A 6 week meal plan for weight loss, The seven exercises all runners should do, Do this exercise to eliminate back pain… I’m sure you could find more examples. Before the internet these were primarily presented in magazines but more formal versions have been and continue to be offered in books, text books and research studies. Many research studies contain evidence based exercise recommendations for common problems, back pain, shoulder pain, knee pain ect. What I have seen happen multiple times is an exercise programme featured in a study become a ‘go to’ protocol in academic text books. Now this might seem logical to perpetuate successful exercises in this manner. However a key principle is ignored here that you will have become aware of through your own real-world clinical experience.
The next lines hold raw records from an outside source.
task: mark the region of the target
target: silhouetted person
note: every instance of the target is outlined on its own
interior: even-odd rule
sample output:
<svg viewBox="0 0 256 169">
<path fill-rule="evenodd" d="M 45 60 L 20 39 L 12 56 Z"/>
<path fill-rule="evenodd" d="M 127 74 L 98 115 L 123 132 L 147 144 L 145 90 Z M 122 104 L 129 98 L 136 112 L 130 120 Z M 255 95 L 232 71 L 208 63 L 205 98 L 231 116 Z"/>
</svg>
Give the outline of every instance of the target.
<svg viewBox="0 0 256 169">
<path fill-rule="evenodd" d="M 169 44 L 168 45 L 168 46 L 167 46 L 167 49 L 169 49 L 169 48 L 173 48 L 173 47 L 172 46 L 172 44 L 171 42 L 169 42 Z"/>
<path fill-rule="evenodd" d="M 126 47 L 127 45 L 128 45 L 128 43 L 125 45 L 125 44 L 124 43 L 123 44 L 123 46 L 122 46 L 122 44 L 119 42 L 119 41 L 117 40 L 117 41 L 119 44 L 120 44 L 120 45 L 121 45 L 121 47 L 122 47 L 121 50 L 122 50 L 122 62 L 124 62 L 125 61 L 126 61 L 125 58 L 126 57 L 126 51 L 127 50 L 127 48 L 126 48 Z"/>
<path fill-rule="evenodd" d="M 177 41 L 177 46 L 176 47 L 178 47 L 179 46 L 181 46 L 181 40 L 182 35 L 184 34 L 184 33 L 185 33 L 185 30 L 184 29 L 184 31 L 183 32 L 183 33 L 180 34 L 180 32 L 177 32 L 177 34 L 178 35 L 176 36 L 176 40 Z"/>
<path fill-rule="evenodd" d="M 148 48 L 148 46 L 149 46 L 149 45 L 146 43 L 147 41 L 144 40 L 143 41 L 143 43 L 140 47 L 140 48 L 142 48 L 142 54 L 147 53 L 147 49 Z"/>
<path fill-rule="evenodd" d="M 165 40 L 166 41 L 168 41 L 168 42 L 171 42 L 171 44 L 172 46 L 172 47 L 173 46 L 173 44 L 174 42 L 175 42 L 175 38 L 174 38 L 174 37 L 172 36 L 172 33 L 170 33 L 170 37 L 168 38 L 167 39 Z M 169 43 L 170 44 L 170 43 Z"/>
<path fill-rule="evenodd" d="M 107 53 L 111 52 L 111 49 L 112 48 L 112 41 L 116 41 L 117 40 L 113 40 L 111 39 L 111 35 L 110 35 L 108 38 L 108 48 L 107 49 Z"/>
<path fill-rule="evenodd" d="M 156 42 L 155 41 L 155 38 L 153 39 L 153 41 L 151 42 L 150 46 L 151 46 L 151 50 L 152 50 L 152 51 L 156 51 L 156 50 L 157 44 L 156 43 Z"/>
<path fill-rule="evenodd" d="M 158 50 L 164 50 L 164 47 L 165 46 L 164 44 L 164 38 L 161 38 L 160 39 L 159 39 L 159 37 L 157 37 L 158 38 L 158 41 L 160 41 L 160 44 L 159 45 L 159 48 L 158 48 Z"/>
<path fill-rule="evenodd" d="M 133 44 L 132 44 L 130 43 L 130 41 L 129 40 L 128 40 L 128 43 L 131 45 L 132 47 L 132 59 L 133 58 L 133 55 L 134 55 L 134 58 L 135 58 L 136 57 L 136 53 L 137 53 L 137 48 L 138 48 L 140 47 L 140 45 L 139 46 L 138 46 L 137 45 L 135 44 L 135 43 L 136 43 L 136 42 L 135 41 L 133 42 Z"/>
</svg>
The key principle I want to focus on in this blog is: Every INDIVIDUAL has an INDIVIDUAL response to exercise. That’s why I don’t have pre-printed exercise sheets to give people. That’s why that exercise for Achilles pain didn’t work even though you did exactly what I taught you on my Tendon course. It’s also why all your patients don’t get better in 3 sessions.

Now there is a books worth of discussion to be had here. For the blog let me keep it succinct and helpful for you by making some simple recommendations.

  1. Don’t waste patients’ time, choose 1-3 exercises that target their problem and have meaning and relevance for them.
  2. Test the exercise in clinic to make sure the patient is happy, or at least accepting of doing it, after this make sure they do the exercise somewhat correctly – don’t over-complicate movement but also don’t make it too boring.
  3. Give them a regression, standard, and progression to do and explain that daily fluctuations in pain and function are normal.
  4. They should feedback in 3 days if your/their exercise is making it worse, otherwise keep going until they see you next.
  5. A follow-up session provides a goal for the patient and increases motivation, this alone is a very credible reason to book a follow-up session.

Remember that one specific exercise might not suit the next person but you will find your most successful exercises that work for the majority, you just need a plan for the minority.